Data loading is the first experience data engineers go through when onboarding SQL analytics workloads using Azure Synapse. We recently released the COPY statement to ensure this experience is simple, flexible and fast.
It’s recommended to load multiple files at once for parallel processing and maximizing bulk loading performance with SQL pools using the COPY statement. File-splitting guidance is outlined in the following documentation and this blog covers how to easily split CSV files residing in your data lake using Azure Data Factory Mapping data flows within your data pipeline.
This example is for a SQL pool configured at a DW6000c which means we should have 720 file splits for optimal load performance. We will be generating 720 file splits out of 60 files. This assumes you have CSV files to split in your data lake and a data factory to create your data pipeline.
1. Navigate to your Azure Data Factory and add a data flow
2. Fill out the data flow source where your file(s) are stored
In this example, the container is “staging” where a wildcard is specified for the 60 text files in the 1TBLineitem60SplitsSingleStringDelimited folder.
3. Add a destination sink to your source where you will be storing your file splits and specify the number of partitions (these are your file splits)
4. Add your data flow to a pipeline, configure your compute for your data flow, and manually trigger your pipeline
Using “Trigger now” to start the split process will use the specified compute for your data flow. Note using “Debug” will automatically use your debug cluster which by default is an eight-core general compute cluster.
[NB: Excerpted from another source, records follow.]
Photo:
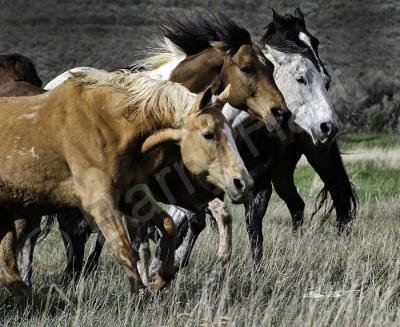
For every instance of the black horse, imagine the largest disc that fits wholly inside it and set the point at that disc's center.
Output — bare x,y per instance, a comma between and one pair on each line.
274,164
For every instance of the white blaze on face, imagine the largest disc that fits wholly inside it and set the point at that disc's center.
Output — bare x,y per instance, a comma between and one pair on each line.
232,145
234,116
306,40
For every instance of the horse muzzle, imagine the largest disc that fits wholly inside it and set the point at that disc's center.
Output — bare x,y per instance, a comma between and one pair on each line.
325,133
239,188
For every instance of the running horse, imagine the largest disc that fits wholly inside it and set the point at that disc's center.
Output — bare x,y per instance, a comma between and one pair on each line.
233,53
18,76
82,145
301,82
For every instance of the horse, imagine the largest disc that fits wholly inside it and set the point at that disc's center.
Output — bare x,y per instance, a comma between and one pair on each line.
80,146
287,41
233,54
229,50
288,52
288,64
18,76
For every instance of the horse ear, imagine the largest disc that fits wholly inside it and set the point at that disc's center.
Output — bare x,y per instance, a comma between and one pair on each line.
220,46
298,14
160,137
279,21
223,97
206,99
216,85
275,56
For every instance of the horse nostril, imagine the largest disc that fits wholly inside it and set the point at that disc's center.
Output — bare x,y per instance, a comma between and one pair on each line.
326,128
277,112
238,184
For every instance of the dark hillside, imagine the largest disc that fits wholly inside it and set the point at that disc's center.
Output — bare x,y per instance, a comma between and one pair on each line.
357,37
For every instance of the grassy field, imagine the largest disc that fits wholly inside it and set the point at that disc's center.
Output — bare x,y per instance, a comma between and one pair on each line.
317,280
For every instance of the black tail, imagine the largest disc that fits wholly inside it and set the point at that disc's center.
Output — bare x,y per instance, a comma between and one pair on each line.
46,228
343,192
30,74
192,32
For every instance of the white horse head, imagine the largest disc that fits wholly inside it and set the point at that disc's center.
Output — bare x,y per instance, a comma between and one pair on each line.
304,90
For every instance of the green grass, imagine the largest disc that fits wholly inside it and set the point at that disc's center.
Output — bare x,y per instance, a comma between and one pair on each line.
364,140
318,279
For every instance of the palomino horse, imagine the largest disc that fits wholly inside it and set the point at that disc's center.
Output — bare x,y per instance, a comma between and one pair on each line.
18,76
314,95
231,58
302,78
79,146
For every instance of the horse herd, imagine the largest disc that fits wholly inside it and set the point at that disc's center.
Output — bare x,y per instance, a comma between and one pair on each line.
208,112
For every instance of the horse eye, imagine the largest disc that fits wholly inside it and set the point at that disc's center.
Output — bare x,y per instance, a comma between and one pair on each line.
246,69
301,80
209,135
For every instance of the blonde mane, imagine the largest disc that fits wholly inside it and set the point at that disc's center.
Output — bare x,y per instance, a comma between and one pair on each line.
150,101
162,53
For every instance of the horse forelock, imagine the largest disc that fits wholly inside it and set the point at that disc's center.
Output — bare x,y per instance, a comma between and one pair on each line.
150,100
296,39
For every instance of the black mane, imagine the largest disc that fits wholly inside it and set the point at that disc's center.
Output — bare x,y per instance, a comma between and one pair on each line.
30,73
192,32
273,38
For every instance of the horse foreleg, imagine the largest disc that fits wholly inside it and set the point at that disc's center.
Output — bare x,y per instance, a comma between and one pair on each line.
75,232
223,217
255,212
101,203
28,243
9,274
194,223
93,260
283,181
144,253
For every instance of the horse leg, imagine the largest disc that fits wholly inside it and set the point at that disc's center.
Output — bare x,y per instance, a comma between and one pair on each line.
195,222
9,274
144,253
283,181
29,243
223,217
75,232
165,224
93,260
328,163
255,210
101,203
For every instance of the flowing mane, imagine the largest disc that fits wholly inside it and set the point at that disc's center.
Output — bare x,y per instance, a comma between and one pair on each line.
30,73
154,102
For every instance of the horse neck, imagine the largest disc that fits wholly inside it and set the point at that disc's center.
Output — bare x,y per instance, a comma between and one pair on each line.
205,66
156,115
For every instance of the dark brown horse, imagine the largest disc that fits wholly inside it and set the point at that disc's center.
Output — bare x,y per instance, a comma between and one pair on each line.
237,62
18,76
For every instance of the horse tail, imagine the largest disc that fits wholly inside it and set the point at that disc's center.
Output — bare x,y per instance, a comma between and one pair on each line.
49,223
343,191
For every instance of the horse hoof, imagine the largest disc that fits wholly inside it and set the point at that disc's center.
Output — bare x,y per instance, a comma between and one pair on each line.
20,289
158,283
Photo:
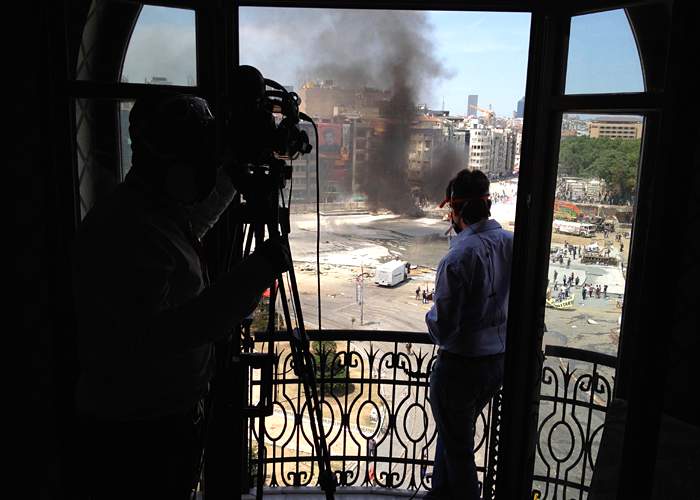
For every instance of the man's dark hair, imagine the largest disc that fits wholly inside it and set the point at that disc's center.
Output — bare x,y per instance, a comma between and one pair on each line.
468,192
169,126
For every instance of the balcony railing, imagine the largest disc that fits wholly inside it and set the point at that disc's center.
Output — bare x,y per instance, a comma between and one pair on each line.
379,425
575,391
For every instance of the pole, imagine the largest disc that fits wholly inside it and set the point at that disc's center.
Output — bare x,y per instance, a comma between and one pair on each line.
362,295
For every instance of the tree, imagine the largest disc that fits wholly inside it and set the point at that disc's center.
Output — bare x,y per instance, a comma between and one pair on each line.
330,370
613,160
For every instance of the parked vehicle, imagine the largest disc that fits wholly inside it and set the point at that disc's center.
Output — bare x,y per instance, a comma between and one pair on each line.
576,228
391,273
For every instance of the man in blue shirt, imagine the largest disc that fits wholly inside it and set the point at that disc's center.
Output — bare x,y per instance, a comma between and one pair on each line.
468,324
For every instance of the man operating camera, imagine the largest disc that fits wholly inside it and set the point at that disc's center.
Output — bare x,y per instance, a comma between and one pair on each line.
147,315
468,323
5. You can monitor your pipeline and data flow by going to the “Monitor” tab
This process works for compressed files as well where you only need to specify the compression type in the sink and source dataset.
You can then orchestrate your pipeline on a schedule to split files as they land in your sink and add the COPY activity with the COPY command to your pipeline to load into your SQL pool. For additional data loading best practices, refer to the following documentation.